Description Bart Van Assche 2014-01-22 09:45:44 UTC
Running a fio test on an initiator system with an 8 Gb/s QLogic FC adapter revealed a bottleneck in the qla2xxx initiator driver - lock contention on  ha->hardware_lock.

The test that revealed this is as follows:
- On a target system with 4 CPU threads (Intel i5), an 8 Gb/s QLogic FC HBA and kernel 3.12.7, download the SCST trunk r5194, build it in release mode, load the brd kernel module and configure SCST such that it exports /dev/ram[0123] via the vdisk_blockio driver. Set the vdisk_blockio parameter threads_num to 2. Export these four RAM disks as LUNs 0..3.
- On an initiator system with 12 CPU threads (Intel Core i7 with hyperthreading enabled), an 8 Gb/s QLogic HBA and kernel 3.12.7, run the following fio job (where /dev/sd[cdef] corresponds to the SCST LUNs):

fio --bs=4K --ioengine=libaio --rw=randrw --buffered=0 --numjobs=12 \
    --iodepth=16 --iodepth_batch=8 --iodepth_batch_complete=8   \
    --thread --loops=$((2**31)) --runtime=60 --group_reporting	\
    --gtod_reduce=1 --invalidate=1				\
    $(for d in /dev/sd[cdef]; do echo --name=$d --filename=$d; done)
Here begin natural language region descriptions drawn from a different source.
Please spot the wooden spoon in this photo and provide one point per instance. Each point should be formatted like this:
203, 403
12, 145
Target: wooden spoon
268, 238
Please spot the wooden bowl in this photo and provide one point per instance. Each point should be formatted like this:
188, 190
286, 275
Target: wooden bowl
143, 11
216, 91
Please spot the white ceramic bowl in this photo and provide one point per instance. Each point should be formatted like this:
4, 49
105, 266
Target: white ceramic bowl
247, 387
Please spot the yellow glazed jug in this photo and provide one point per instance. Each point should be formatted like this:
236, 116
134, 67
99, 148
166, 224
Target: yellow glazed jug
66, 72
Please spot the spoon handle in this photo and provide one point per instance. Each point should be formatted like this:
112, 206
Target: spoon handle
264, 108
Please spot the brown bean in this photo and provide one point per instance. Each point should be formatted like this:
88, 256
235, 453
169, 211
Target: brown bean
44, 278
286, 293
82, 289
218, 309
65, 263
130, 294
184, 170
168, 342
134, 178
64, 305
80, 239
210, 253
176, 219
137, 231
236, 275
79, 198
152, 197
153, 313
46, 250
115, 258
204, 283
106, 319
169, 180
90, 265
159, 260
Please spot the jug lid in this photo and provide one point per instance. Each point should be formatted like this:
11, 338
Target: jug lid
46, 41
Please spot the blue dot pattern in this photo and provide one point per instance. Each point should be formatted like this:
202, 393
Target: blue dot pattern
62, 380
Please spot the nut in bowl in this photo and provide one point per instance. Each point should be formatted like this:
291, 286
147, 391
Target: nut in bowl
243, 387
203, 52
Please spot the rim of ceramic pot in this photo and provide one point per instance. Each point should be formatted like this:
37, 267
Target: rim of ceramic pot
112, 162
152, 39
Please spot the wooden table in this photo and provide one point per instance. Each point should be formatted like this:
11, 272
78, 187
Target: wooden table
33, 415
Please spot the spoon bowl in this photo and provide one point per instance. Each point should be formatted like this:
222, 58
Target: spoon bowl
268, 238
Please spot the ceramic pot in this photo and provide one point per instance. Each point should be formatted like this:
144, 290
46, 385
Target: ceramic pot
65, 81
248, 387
- While this fio job is running, run the following commands:

perf record -ag sleep 10
perf report –stdio >perf-report-fc.txt

The perf report shows that quite some time is spent in the spin_lock_irqsave() call invoked from qla24xx_dif_start_scsi(). Does this mean that this test revealed lock contention on ha->hardware_lock ?
Comment 1 Bart Van Assche 2014-01-22 09:47:51 UTC
Created attachment 123011 [details]
perf report --stdio output